Sciencemadness Discussion Board

Solvent for ferrous oxlate

veerenyadav - 19-3-2014 at 02:04

I am leaching iron oxide using oxalic acid but the compound formed is ferrous oxalte which is also insoluable in water and supposed to report in filterate.

Is there any solvent by which I can dissolve the ferrous oxalte and separate it from unreacted material ?

thanks

bismuthate - 19-3-2014 at 03:27

Heat it until it decomposes then react the iron with HCL.

HgDinis25 - 19-3-2014 at 06:41

Quote: Originally posted by bismuthate  
Heat it until it decomposes then react the iron with HCL.


I believe he wants the ferrous oxalate, not end up with Iron Chloride. But I may be wrong.
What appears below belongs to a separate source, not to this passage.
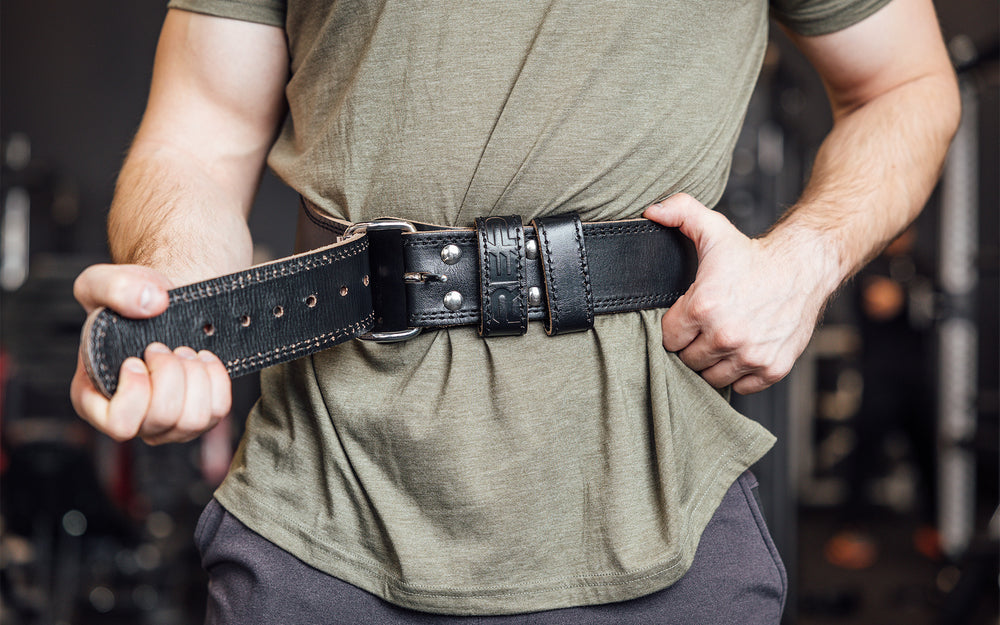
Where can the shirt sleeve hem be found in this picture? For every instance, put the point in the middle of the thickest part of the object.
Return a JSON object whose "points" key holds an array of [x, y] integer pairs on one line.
{"points": [[826, 20], [271, 14]]}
Can you give more details, veerenyadav?

blogfast25 - 19-3-2014 at 13:48

I doubt very much if non-reactive, practical solvents for ferrous sulphate exist.

By oxidising the ferrous oxalate to ferric oxalate in the presence of excess potassium oxalate the water-soluble complex potassium trisoxalato ferrate (III) is obtained. With strong alkali, Fe(OH)3 can be precipitated from its solutions and the oxalates recovered. But whether that kerfuffle is worth doing for some iron waste I'm not sure...

[Edited on 19-3-2014 by blogfast25]

BromicAcid - 19-3-2014 at 13:59

Perhaps it would be more soluble in hot water? Wiki lists an abysmal 0.08 g/ 1L solubility at RT. Maybe you should use a Soxhlet extractor, that's always a fun way to extract sparingly soluble compounds.

AJKOER - 19-3-2014 at 20:25

Just try oxalic acid, it is known to form soluble complexes with its salts.

veerenyadav - 20-3-2014 at 05:32


Thanks for replies but

Actually, I want to recover ferrous oxalte.

I can get the iron hydrooxides and cloride but than I get it directly reacted with HCl or NaOH.

blogfast25 - 20-3-2014 at 06:03

Quote: Originally posted by AJKOER  
Just try oxalic acid, it is known to form soluble complexes with its salts.


In the case of iron, only with ferric oxalate.